Paw Hansen - Using simulation for design analysis: A field guide

If you’ve ever done a research project, at some point someone has likely asked you the following question: Is your n large enough? What this person is asking concerns design analysis: analyzing how different properties of your design will affect your potential conclusions.

Not doing design analysis ahead of the actual data collection will cause you problems. For example, you might run an intervention study with no chance of detecting the treatment effect.

In this post, I’ll show you a general way to approach design analysis using simulation.
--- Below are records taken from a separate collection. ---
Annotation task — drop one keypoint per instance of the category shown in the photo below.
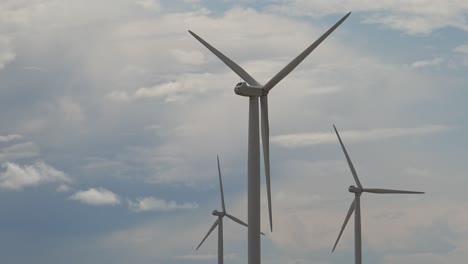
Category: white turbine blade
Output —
(351, 166)
(266, 152)
(209, 232)
(286, 70)
(237, 220)
(350, 212)
(221, 186)
(375, 190)
(236, 68)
As it turns out, using simulation is a rigorous way to think about your research design, and it is far better than what is usually done such as throwing your proposed n into some online ‘power calculator’.
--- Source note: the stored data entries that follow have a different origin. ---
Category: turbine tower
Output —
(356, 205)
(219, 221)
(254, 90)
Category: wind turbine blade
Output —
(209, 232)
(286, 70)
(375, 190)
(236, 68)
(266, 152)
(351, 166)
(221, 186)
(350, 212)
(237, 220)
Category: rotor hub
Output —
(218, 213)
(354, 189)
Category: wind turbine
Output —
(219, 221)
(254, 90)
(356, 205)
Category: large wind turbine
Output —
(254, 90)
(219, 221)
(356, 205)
With simulation, you can study all relevant properties of your design; including n, minimum detectable treatment effect size, standard error of the treatment effect, statistical power of the study, and anything else you might think would be nice to know before running your study.

Packages used in this post

library(tidyverse)
library(broom)
library(modelsummary)

theme_set(theme_minimal(base_size = 14))

How to use simulation for design analysis: four steps

The workflow I propose goes something like this:

Carefully consider any prior assumptions about the future data (sample size, treatment effect, etc.),
simulate one dataset based on those assumptions,
turn your simulation into a function and then repeat it a bunch of times to simulate many dataset,
study the properties of those datasets using summary statistics and/or graphs.

Simple as that.

Let us work our way through a running example. Suppose we were interested in running a randomized experiment with the aim of improving student test scores.
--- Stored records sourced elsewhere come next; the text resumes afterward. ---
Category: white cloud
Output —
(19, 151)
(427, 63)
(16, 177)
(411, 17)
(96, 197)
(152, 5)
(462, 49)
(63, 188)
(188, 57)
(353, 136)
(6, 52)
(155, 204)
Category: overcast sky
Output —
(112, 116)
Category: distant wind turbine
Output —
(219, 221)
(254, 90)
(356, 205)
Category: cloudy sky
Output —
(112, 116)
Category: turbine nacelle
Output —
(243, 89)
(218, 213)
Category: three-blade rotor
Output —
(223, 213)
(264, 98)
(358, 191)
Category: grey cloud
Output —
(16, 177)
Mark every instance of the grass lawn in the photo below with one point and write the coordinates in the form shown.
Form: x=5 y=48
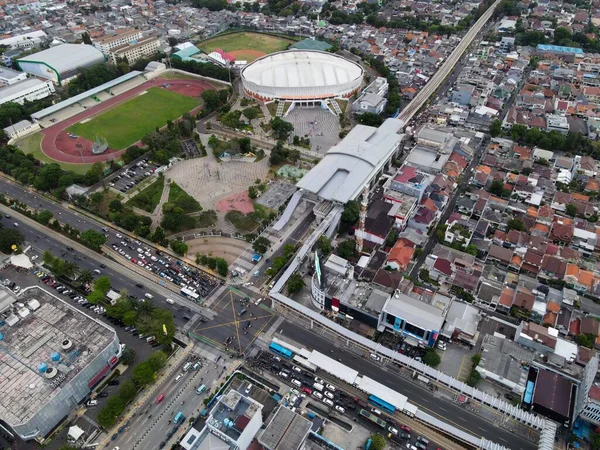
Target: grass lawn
x=31 y=145
x=183 y=200
x=149 y=197
x=128 y=122
x=257 y=42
Step #1: Specify prior assumptions

Based on previous studies, we think the treatment effect could be about five. Previous studies have used samples of about 100 students, so we think this could be a good place for us to start. Also, students in general usually have had test scores with a mean of 60 plus or minus about 20 points.

Step #2: Simulate one dataset

Let us simulate one dataset based on those assumptions:

set.seed(2608)

n_subjects <- 100
treat_effect <- 5

y_if_control <- rnorm(n_subjects, 60, 20)
y_if_treatment <- y_if_control + treat_effect

dat <- tibble(
  condition = sample(x = rep(c("Control", "Treated"), n_subjects/2), 
                     size = n_subjects, 
                     replace = TRUE),
  outcome = ifelse(condition == "Control", y_if_control, y_if_treatment)
  )

We can fit an initial model to our simulated data:

Code

mod_1 <- 
  summary(lm(outcome ~ condition, data = dat))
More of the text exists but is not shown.